Hi everyone! I am experiencing a strange error in my GCP pipeline consisting of the Scala Stream Collector, PubSub Enrich and GCS Loader. Messages which pass validation in Snowplow Micro (same iglu resolver config) are failing in PubSub Enrich with an “enriched bad” message stating that the Collector is passing messages to Enrich with an empty body/querystring.

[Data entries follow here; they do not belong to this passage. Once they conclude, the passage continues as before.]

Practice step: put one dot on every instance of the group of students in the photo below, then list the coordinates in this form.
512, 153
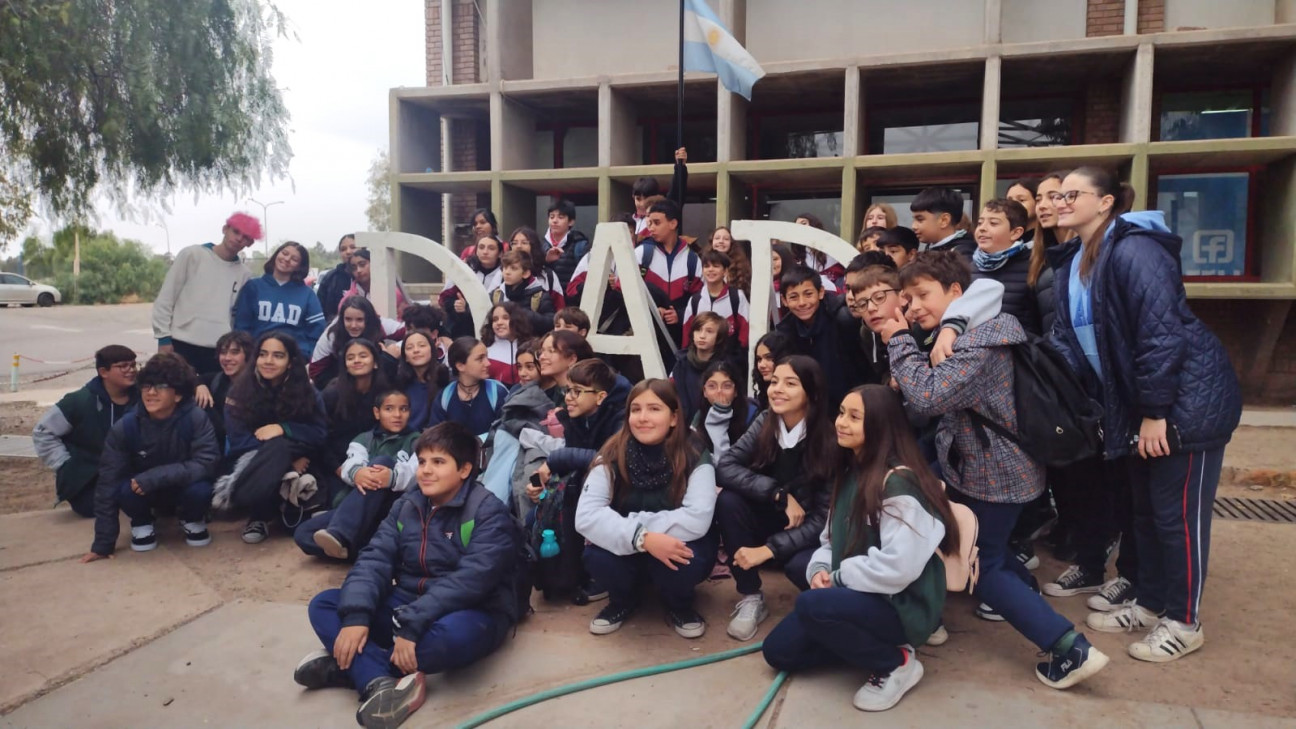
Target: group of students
458, 472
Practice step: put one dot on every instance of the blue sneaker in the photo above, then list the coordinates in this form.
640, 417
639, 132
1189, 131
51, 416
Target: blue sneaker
1064, 671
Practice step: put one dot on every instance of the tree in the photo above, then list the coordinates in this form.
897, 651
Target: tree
380, 192
138, 97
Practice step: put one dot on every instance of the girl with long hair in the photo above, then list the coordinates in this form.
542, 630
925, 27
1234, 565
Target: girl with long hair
357, 319
472, 397
506, 327
770, 350
647, 509
876, 581
774, 501
275, 423
1169, 394
420, 375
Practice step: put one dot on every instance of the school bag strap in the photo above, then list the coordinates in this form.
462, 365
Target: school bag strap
962, 567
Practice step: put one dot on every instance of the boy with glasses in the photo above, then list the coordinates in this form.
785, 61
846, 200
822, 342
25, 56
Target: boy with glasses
69, 437
161, 453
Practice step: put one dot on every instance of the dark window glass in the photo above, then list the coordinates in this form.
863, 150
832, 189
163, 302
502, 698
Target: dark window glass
1209, 213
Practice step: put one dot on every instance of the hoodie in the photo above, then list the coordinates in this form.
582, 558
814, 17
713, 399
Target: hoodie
266, 305
1154, 357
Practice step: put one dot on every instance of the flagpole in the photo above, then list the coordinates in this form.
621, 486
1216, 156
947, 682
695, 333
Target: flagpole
679, 100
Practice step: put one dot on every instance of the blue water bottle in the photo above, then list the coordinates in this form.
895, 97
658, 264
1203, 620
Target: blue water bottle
548, 544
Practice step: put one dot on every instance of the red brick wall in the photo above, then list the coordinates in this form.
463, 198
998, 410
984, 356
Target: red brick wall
1102, 112
1151, 16
1237, 323
1104, 17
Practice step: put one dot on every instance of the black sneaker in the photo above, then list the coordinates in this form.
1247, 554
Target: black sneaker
1064, 671
320, 671
1073, 581
687, 623
388, 702
609, 619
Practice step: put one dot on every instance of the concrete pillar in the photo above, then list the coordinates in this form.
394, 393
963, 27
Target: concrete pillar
853, 118
990, 103
617, 142
1137, 97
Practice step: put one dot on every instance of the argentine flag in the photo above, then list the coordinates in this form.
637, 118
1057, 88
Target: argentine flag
709, 47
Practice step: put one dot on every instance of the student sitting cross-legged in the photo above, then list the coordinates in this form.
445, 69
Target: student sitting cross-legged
774, 497
876, 581
162, 452
647, 509
432, 592
380, 465
985, 471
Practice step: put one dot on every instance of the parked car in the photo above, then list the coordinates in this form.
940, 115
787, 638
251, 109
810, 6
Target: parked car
20, 289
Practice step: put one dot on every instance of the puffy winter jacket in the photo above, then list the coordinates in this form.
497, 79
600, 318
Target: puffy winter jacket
419, 549
1157, 358
734, 472
162, 458
1019, 298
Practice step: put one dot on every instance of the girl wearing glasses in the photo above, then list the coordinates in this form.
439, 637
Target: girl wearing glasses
774, 498
1168, 391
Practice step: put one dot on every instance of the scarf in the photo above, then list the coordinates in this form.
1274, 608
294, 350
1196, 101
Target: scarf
994, 261
649, 479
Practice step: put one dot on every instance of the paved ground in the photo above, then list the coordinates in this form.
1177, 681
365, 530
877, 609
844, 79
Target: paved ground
68, 334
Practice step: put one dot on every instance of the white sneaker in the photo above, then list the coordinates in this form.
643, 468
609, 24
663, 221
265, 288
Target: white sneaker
1128, 618
747, 618
884, 692
1169, 641
1113, 594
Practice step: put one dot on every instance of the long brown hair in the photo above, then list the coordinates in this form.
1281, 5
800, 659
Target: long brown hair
681, 453
1107, 183
1045, 238
888, 442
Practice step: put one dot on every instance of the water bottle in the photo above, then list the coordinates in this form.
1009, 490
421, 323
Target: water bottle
548, 544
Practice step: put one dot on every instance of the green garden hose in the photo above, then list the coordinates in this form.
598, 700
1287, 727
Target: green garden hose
625, 676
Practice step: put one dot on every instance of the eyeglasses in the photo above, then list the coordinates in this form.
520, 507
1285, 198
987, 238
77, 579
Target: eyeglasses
1069, 196
876, 298
574, 393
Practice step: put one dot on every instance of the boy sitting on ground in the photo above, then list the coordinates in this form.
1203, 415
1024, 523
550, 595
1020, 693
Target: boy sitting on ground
161, 453
381, 467
69, 437
432, 592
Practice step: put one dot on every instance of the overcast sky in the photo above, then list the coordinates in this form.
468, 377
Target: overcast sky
335, 77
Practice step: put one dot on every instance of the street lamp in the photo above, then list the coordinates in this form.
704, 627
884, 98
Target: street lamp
265, 217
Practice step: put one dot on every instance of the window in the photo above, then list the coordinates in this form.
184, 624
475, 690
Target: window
1034, 123
924, 127
1209, 213
1213, 114
795, 136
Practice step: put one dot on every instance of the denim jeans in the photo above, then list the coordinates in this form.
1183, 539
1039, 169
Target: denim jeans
1005, 584
837, 625
454, 641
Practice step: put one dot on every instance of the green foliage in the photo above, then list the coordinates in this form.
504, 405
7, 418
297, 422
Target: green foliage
138, 97
112, 270
380, 193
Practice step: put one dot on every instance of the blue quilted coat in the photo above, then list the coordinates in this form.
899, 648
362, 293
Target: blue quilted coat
1157, 359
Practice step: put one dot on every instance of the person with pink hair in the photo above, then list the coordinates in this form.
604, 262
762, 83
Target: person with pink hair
193, 308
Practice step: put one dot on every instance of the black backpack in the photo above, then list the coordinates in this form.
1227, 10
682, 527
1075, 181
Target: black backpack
1058, 423
524, 577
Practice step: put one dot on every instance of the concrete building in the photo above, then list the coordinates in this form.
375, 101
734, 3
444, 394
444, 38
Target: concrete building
865, 101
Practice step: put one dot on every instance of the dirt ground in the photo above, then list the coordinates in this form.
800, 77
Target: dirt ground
1243, 667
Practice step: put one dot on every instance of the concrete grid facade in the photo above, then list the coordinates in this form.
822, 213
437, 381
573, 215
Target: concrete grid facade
577, 99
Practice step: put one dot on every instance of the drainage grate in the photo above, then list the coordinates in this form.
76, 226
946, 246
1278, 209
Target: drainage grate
1256, 510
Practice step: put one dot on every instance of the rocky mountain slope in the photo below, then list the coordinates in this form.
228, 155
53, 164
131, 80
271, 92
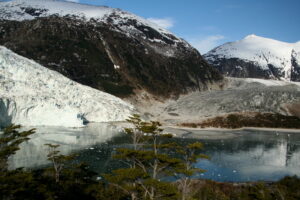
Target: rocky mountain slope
32, 95
237, 96
257, 57
105, 48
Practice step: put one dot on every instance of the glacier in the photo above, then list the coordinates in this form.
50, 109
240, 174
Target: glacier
32, 95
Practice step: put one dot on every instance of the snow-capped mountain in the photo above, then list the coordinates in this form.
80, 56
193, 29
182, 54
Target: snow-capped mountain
257, 57
33, 95
105, 48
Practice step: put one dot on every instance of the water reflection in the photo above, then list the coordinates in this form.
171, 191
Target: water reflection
34, 153
234, 155
253, 156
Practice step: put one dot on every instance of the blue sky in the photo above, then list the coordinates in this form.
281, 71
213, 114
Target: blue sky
208, 23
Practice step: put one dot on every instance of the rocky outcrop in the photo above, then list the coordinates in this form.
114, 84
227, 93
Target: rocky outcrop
119, 53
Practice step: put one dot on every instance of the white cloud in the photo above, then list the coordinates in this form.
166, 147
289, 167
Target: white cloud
207, 43
163, 22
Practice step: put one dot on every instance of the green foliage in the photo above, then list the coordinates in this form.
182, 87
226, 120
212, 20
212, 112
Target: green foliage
149, 161
10, 140
58, 160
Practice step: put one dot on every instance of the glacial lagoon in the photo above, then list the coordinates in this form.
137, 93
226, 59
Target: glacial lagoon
235, 156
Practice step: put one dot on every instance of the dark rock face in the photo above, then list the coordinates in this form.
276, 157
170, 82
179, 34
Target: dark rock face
98, 55
295, 75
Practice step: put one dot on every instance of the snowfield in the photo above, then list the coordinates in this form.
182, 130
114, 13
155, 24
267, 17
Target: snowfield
32, 95
260, 50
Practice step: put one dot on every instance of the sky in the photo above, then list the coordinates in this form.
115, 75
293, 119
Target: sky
209, 23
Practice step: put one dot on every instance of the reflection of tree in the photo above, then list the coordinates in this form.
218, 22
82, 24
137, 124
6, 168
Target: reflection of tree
291, 148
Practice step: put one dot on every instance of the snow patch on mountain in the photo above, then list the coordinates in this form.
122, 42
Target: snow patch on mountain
259, 50
33, 95
20, 10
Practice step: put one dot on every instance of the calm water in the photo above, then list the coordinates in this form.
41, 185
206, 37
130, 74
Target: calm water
234, 155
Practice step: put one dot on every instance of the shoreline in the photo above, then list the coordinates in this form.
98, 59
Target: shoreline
237, 129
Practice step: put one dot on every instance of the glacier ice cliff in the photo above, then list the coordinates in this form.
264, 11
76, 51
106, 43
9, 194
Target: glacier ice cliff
32, 95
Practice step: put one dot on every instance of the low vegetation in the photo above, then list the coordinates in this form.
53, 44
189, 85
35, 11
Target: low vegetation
239, 120
149, 160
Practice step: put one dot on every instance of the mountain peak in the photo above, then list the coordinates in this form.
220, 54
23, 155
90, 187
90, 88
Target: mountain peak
256, 57
251, 36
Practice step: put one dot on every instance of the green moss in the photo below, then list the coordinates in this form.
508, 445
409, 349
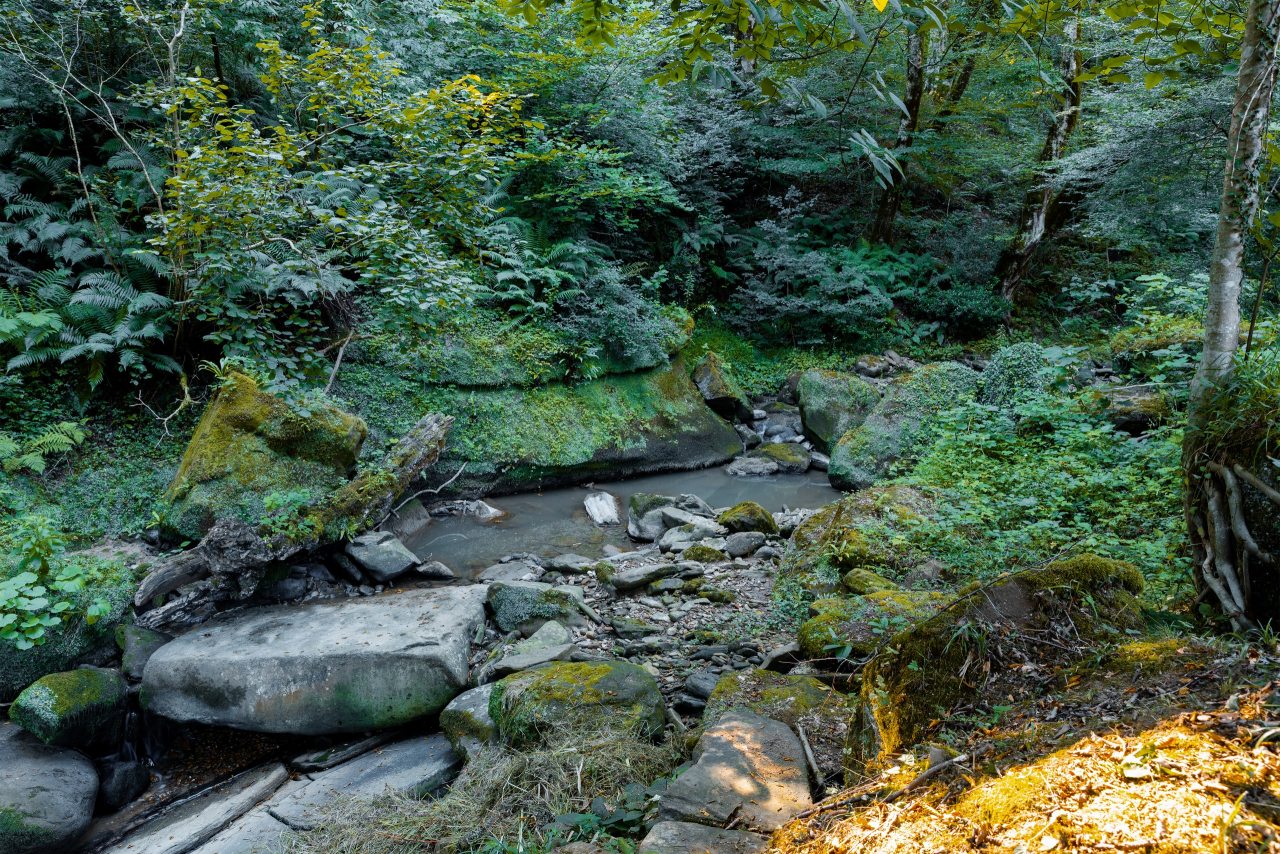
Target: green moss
606, 694
748, 516
832, 403
248, 444
899, 424
76, 708
862, 581
703, 553
1014, 374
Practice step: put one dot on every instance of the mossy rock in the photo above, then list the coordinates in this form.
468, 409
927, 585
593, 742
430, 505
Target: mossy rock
748, 516
791, 457
919, 675
606, 694
860, 581
864, 624
80, 708
525, 606
1016, 373
800, 702
832, 403
248, 444
703, 553
899, 424
513, 439
721, 391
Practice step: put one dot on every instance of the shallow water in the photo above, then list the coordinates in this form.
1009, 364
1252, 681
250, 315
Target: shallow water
554, 523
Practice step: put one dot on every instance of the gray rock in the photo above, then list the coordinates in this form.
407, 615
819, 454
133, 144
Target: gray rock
511, 571
686, 837
744, 543
336, 666
525, 606
435, 571
138, 645
382, 556
746, 768
752, 467
466, 720
638, 576
197, 820
414, 767
702, 683
257, 832
46, 794
603, 508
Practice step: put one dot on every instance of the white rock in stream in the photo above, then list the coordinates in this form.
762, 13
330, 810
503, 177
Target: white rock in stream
603, 508
338, 666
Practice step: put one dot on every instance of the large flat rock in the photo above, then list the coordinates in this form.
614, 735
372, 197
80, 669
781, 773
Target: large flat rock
46, 794
414, 767
339, 666
748, 770
196, 821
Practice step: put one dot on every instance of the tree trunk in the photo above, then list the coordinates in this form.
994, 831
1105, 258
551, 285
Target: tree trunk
1221, 542
1037, 215
233, 557
891, 199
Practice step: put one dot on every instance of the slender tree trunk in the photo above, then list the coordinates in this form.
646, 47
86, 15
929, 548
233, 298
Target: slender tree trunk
1037, 214
891, 199
1221, 542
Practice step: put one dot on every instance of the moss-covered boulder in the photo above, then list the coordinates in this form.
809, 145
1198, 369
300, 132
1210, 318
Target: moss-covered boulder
856, 626
466, 720
250, 444
513, 439
789, 456
606, 694
832, 403
721, 392
81, 708
1034, 615
800, 702
748, 516
703, 553
1015, 373
897, 425
860, 581
525, 606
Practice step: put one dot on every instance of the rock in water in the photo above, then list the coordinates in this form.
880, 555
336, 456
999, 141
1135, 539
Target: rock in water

Here is the JSON of the result in the “enriched bad” stream:
{
"schema":"iglu:com.snowplowanalytics.snowplow.badrows/tracker_protocol_violations/jsonschema/1-0-0",
"data":{
"processor":{
"artifact":"snowplow-enrich-pubsub",
"version":"2.0.1"
},
"failure":{
"timestamp":"2021-09-17T01:06:50.549928Z",
"vendor":"com.snowplowanalytics.snowplow",
"version":"tp2",
"messages":[
{
"field":"body",
"value":null,
"expectation":"empty body: not a valid tracker protocol event"
},
{
"field":"querystring",
"value":null,
"expectation":"empty querystring: not a valid tracker protocol event"
}
]
},
"payload":{
"vendor":"com.snowplowanalytics.snowplow",
"version":"tp2",
"querystring":[
],
"contentType":null,
"body":null,
"collector":"ssc-2.3.0-googlepubsub",
"encoding":"UTF-8",
"hostname":"sp.palmetto.com",
"timestamp":"2021-09-17T01:06:38.957Z",
"ipAddress":"**.***.**.**",
"useragent":"Go-http-client/2.0",
"refererUri":"http://sp.palmetto.com/com.snowplowanalytics.snowplow/tp2",
"headers":[
"Timeout-Access: <function1>",
"Host: sp.palmetto.com",
"Referer: http://sp.palmetto.com/com.snowplowanalytics.snowplow/tp2",
"User-Agent: Go-http-client/2.0",
"x-cloud-trace-context: cc302d6a5a5dd8776a07e46cc56b42b3/8833614303760384032",
"traceparent: 00-cc302d6a5a5dd8776a07e46cc56b42b3-7a974d6822728020-00",
"X-Forwarded-For: 72.219.70.50",
"X-Forwarded-Proto: https",
"forwarded: for=\"72.219.70.50\";proto=https",
"Accept-Encoding: gzip"
],
"networkUserId":"01eab90b-eb02-45bb-8e84-e40ee9ecd451"
}
}
}
I previously saw this error when we first deployed the pipeline, and it seemed to resolve itself after we expanded the max-uri-length
field back to 32768
in the collector config. We recently re-deployed in a new GCP region without any configuration changes, so I was surprised to see this error again.
Does anyone have any idea why this issue might be occurring?